Herds are not just places of safe haven and social connectivity, however. In them we also encounter other, less uplifting realities of human life. Herds expose us to ideas and behaviors we may not like, value or accept. It is in the herd that we meet adversaries of our own kind, be they rivals, antagonists and bullies who try to exert control over us through name-calling, lying, and outright physical violence. It is in the herd that we may find ourselves or our offspring ostracized or forced to the peripheries of acceptance or protection. Herds can reduce us to anonymity. Overlooked and forgotten, we become easier prey to those both inside and outside the herd who may bring us harm. In huge urban herd enclaves or in enormous corporate and educational institutions this dynamic is common. Smaller and more intimate herds we may find in small towns or in attending small schools afford us the greater likelihood of being known, cared for and protected. Herds both give and take, and in each of them we can expect to gain immunity along with exposure.

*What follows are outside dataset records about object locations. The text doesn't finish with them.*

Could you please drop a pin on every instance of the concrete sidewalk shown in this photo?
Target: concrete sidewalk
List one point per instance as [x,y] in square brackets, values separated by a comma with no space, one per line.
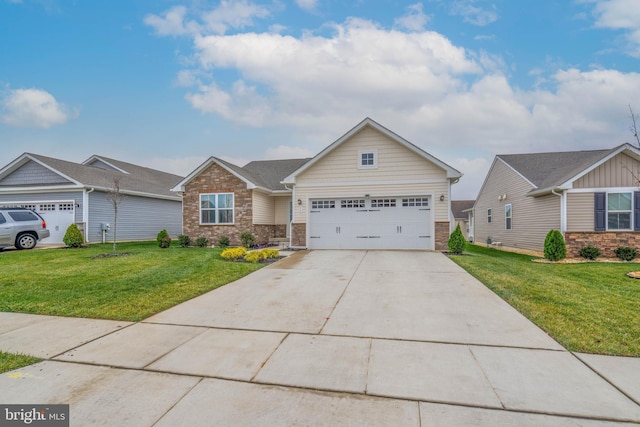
[323,338]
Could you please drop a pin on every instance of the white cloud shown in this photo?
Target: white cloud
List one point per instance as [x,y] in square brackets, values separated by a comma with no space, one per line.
[474,14]
[32,108]
[307,4]
[414,20]
[620,15]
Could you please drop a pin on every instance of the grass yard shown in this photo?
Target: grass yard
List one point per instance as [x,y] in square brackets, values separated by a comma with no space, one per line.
[587,307]
[72,282]
[9,362]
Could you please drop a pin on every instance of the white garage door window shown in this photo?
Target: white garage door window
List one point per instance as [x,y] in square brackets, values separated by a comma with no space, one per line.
[376,223]
[58,215]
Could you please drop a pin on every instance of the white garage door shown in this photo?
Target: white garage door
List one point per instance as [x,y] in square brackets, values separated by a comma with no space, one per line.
[376,223]
[58,215]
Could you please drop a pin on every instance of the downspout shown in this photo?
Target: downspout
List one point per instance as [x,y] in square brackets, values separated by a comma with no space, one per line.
[85,212]
[563,211]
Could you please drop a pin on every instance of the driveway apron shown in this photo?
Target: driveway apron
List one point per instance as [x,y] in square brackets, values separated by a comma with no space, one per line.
[403,338]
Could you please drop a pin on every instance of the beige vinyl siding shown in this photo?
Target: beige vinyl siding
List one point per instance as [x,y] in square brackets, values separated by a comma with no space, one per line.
[580,216]
[617,172]
[282,209]
[263,208]
[532,217]
[395,162]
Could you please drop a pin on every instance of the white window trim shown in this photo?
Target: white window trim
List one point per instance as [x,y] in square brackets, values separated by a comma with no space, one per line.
[508,217]
[375,159]
[216,209]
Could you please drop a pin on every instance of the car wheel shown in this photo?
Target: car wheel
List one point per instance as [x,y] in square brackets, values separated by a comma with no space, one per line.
[26,241]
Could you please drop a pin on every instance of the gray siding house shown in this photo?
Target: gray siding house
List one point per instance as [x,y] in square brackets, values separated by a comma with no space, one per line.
[65,192]
[592,197]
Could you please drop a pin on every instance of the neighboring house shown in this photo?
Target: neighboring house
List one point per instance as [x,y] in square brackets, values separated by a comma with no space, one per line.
[65,192]
[592,197]
[461,210]
[369,189]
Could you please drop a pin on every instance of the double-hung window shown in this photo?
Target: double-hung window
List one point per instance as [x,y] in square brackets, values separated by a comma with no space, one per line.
[216,208]
[619,210]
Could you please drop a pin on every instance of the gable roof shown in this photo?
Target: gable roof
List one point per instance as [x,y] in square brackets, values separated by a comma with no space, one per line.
[367,122]
[557,170]
[134,179]
[264,174]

Anthropologists tell us that our species has been grazing and migrating over the meadows, steppes, and forests of this earth for some 200,000 years. As individuals we come in both solitary and gregarious temperaments. Yet we survive to this day thanks to our willingness to live as a herding species. And so it is we have endured a pandemic that will have claimed as many as two million of our kind around the world, possibly one quarter of that number in our own pasture. It is in our herd that we have contracted a virus that has attacked some of us like the crocodiles that annually take out the weak and unlucky antelope crossing the swollen rivers of the African veldt. And it is in this same herd that we will soon move past this latest threat, group immunity reached thanks to the application of that attribute that distinguishes us from all other living species:  knowledge. 

Life has been characterized in many ways by poets, artists and historians. Whether regarded as a journey, an adventure, an ordeal, a pilgrimage, or even a war, for humans it remains an experience lived in the herd. That means our lives are interwoven in such a way that what affects one of us, sooner or later, affects all of us. Our independence and uniqueness is always tempered by our interdependence and commonality, a fact made all too clear to us by this pandemic. May none of us who belongs in any of the human herds that graze on this planet ever forget it.